Alex is Sprintlaw’s co-founder and principal lawyer. Alex previously worked at a top-tier firm as a lawyer specialising in technology and media contracts, and founded a digital agency which he sold in 2015.
Needing to remove a company director is never easy, but it’s a situation many Australian businesses face at some point - whether it’s due to a resignation, governance concerns, a breakdown in working relationships, or a restructure.
The good news is there’s a clear legal process for removing directors in Australia. The key is to follow your company’s rules and the Corporations Act properly, document each step, and protect the business during the transition.
In this guide, we’ll walk you through when and how you can remove a director, who has the power to do it, special scenarios to watch for, the filings you need to make, and the core documents that help everything run smoothly.
When Can You Remove A Director In Australia?
Directors can leave or be removed for a range of reasons. Understanding the category you’re dealing with helps you choose the right process:
- Resignation by the director: The director chooses to resign, usually by written notice to the company. This is the simplest path when everyone agrees.
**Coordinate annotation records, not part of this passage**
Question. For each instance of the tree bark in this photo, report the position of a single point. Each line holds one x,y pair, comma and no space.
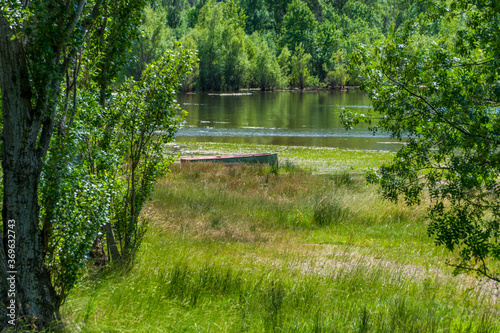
36,300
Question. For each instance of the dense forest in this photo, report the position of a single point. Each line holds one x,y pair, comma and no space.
269,44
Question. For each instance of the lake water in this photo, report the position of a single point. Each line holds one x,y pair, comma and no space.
279,118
- Removal by members (shareholders): Members can remove a director by resolution. How this works depends on whether your company is proprietary or public - and what your constitution says.
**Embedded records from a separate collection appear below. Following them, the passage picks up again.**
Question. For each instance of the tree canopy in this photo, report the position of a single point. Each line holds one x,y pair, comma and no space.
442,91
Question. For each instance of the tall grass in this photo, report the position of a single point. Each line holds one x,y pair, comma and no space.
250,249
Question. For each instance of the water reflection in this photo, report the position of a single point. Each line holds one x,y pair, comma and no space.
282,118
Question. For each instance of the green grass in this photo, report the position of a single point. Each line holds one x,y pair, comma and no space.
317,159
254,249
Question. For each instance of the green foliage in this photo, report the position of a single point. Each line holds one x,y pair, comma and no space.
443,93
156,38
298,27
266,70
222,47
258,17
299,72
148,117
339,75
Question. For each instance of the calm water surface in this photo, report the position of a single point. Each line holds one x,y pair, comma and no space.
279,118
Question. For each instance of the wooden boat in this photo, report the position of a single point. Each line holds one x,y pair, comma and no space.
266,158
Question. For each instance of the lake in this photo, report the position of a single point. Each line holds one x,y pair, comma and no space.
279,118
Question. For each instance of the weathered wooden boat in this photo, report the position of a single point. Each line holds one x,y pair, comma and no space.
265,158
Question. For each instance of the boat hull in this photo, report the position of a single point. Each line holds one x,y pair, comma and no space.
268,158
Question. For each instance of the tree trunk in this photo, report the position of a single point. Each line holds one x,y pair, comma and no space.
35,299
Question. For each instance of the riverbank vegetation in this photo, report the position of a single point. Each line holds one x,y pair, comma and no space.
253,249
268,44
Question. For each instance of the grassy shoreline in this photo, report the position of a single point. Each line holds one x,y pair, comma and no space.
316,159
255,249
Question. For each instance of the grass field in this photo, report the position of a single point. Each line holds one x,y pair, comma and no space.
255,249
- Removal under the constitution or Shareholders Agreement: Your company’s rules may allow removal by the board or by a particular class of shareholders (for example, to remove a nominee director), or set specific notice periods or thresholds.
- Removal for cause/misconduct: If there’s alleged serious misconduct, you’ll usually still follow the standard removal pathway, but also run a fair process (investigation, show‑cause, opportunity to respond) to manage risk.
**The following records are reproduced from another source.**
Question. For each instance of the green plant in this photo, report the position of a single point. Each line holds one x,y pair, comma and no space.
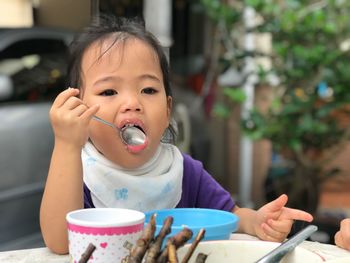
309,117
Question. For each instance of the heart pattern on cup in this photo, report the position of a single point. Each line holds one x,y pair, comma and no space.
103,245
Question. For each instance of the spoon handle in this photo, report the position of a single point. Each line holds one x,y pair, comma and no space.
279,252
104,122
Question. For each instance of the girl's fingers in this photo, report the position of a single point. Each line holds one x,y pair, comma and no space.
64,96
295,214
275,234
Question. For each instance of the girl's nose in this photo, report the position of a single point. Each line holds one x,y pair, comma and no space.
131,103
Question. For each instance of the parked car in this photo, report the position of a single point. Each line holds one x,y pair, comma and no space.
33,65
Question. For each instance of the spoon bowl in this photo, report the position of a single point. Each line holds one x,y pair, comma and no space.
130,135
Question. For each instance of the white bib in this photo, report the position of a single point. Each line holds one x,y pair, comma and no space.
155,185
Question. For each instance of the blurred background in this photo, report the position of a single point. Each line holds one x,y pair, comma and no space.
261,95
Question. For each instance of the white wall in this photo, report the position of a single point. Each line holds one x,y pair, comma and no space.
16,13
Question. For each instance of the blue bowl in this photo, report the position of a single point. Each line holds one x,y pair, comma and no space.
218,224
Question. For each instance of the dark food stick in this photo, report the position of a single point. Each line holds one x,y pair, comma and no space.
172,257
201,258
87,254
178,240
155,247
193,246
141,246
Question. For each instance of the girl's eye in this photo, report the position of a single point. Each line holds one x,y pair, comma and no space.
149,91
108,92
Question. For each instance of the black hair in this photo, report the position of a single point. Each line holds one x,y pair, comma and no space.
102,27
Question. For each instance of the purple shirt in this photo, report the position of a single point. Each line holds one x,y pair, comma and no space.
199,189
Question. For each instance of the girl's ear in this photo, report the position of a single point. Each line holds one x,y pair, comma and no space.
169,106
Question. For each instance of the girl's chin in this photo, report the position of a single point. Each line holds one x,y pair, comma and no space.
137,148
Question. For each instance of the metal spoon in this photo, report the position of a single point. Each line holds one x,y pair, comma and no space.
279,252
130,135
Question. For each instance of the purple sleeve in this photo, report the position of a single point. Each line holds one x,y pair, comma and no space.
199,188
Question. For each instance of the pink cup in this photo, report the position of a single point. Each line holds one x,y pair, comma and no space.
113,231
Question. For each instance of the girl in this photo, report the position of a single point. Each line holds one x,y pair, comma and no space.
120,74
342,237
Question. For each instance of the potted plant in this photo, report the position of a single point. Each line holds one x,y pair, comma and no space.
308,119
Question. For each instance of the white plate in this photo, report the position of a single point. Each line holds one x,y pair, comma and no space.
339,260
245,251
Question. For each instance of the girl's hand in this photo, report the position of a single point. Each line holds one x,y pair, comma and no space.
274,221
70,118
342,237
Before taking any step, check your Company Constitution and any Shareholders Agreement. These documents set out who can remove a director, the votes required, notice and meeting rules, and how a replacement can be appointed.
Who Has The Power To Remove A Director?
In Australia, removal power typically sits with members (shareholders), but the detail varies by company type and governing documents.
Proprietary Companies (Pty Ltd)
For most private companies, the Corporations Act’s replaceable rules (section 203C) allow members to remove a director by resolution. Your constitution may adopt, replace, or modify these rules.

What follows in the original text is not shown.